It's somewhat similar in that BigTable (and Cassandra) perform writes as sequent...

snewman · on April 12, 2011

Thanks for the links. The statistics on latency distribution are quite impressive, to say the least.

Why do you say that stratified b-trees don't need Bloom filters? Yes, the improved merging discipline reduces the number of arrays to read, but presumably there is often >1 array, which is sufficient to make Bloom filters desirable. Even if you only have two arrays, doubling the number of random I/Os per key lookup is easily enough of a penalty to make Bloom filters worthwhile. The paper itself seems to indicate that Bloom filters are used:

"In the simplest construction, we embed into each array a B-tree and maintain a Bloom ﬁlter on the set of keys in each array.

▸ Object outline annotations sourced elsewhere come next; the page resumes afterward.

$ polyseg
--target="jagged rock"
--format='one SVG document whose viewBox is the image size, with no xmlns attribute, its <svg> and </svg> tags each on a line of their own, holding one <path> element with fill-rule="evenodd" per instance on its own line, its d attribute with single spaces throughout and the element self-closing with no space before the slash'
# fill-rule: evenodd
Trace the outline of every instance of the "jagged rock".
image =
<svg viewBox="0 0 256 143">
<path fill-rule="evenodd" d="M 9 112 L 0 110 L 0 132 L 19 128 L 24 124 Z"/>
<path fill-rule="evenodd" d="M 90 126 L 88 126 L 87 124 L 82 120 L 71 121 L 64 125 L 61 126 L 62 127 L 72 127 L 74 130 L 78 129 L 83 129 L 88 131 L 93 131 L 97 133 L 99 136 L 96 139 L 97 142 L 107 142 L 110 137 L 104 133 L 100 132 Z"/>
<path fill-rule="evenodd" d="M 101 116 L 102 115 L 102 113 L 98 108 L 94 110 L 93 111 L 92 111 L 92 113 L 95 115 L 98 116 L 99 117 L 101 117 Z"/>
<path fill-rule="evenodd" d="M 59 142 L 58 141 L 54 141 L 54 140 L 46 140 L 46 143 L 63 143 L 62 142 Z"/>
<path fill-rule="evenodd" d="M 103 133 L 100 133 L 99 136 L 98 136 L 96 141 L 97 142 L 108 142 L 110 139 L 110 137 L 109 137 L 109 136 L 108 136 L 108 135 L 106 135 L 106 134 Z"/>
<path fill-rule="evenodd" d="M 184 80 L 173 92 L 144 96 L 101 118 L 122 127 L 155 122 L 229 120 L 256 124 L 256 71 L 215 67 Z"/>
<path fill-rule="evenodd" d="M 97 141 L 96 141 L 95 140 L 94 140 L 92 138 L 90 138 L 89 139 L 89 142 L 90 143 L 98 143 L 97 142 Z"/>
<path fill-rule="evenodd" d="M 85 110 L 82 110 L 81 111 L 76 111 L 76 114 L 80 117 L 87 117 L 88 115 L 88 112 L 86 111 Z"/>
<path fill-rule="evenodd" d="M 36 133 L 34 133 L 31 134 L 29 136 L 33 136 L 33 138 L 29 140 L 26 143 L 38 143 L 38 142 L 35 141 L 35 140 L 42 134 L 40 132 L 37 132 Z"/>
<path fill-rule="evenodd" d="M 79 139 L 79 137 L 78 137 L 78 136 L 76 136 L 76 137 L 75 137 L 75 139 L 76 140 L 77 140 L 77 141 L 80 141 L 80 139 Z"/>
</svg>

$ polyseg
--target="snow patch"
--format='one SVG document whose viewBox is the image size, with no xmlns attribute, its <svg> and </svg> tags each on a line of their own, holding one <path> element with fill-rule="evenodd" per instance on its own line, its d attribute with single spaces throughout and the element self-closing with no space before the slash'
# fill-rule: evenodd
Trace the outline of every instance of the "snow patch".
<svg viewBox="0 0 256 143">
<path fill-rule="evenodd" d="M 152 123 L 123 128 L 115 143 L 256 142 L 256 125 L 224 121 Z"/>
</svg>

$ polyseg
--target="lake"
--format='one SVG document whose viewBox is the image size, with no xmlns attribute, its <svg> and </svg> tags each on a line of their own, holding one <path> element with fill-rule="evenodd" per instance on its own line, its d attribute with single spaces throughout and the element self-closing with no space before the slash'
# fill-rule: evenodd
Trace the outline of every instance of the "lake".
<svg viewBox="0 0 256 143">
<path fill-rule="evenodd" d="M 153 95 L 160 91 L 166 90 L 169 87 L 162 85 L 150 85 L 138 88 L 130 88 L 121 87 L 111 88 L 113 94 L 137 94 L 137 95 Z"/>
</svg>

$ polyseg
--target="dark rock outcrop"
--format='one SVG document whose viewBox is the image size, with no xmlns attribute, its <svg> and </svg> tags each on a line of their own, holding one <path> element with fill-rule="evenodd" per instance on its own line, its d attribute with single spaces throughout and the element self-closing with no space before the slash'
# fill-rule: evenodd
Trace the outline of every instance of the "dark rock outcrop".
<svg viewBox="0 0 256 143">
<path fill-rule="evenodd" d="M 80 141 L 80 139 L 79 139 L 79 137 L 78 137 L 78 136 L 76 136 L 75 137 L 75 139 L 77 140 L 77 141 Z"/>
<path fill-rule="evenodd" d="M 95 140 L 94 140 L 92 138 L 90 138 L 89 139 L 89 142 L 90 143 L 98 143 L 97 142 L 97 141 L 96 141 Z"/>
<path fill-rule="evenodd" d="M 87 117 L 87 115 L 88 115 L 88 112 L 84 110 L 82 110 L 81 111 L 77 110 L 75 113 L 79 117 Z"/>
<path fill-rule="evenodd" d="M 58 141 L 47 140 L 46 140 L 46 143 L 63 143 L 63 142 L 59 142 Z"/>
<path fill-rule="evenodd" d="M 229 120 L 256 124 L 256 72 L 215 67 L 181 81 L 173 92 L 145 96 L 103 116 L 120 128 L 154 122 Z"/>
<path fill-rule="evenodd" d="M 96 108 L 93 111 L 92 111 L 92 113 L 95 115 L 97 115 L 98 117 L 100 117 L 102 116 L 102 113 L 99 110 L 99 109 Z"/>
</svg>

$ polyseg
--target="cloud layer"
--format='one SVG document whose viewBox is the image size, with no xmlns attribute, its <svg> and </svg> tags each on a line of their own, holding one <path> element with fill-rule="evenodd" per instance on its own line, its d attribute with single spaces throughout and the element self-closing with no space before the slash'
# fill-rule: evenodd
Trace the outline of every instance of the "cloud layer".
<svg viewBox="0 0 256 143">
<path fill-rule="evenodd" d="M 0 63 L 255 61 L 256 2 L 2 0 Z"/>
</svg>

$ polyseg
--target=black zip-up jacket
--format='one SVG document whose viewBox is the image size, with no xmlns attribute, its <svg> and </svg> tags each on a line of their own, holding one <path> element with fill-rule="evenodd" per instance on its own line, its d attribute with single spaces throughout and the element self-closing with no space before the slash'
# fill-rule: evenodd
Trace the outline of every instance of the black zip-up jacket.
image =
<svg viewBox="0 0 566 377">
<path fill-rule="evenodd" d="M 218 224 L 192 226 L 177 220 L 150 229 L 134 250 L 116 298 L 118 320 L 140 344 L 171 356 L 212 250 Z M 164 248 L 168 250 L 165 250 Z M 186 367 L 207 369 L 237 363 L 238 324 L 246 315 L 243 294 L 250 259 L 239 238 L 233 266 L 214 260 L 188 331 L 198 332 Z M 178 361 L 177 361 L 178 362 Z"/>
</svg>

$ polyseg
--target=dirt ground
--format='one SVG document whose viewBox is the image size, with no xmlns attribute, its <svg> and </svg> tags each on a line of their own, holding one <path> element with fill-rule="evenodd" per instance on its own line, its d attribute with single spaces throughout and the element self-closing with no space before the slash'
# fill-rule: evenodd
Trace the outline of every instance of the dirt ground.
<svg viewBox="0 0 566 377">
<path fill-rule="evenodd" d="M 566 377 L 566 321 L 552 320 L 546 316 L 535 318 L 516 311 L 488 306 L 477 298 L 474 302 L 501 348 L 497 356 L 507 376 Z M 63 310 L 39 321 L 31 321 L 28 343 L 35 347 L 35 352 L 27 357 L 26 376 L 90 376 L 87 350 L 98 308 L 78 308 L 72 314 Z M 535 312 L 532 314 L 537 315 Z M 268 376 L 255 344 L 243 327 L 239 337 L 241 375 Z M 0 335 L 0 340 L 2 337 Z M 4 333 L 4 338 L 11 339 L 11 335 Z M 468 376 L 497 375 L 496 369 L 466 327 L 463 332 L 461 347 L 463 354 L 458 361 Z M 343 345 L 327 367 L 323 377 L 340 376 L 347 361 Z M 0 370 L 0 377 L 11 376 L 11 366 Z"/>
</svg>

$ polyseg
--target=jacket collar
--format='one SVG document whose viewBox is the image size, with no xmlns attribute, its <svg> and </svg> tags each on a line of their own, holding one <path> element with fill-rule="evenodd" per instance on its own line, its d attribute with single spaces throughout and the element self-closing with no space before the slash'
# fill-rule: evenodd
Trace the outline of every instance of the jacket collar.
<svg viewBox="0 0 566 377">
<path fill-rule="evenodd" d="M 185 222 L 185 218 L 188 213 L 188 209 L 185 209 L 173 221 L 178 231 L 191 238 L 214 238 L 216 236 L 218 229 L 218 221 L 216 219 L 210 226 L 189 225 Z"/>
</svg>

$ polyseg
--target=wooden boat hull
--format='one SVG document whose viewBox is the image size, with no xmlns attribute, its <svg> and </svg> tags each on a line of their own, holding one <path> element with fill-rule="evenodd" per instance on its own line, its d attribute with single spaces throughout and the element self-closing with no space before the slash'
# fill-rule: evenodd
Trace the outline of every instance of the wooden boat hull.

A lookup for version v involves querying the Bloom ﬁlter for each array tagged with version v, then performing a B-tree walk on those arrays matching the ﬁlter."

leef · on April 12, 2011

The paper doesn't say so I am making some assumptions here but if you had a bloom filter per array then as these doubling arrays get really big all the bloom filter would tell you is that the target entry is probably contained in this giant array. A false positive in the bloom filter would cause a pretty significant amount of work.

The stratified b-trees use forward pointers to help target the search in the next array down the tree. Like regular b-trees the smaller root arrays will likely be cached in memory so the the number of random I/O's will be small.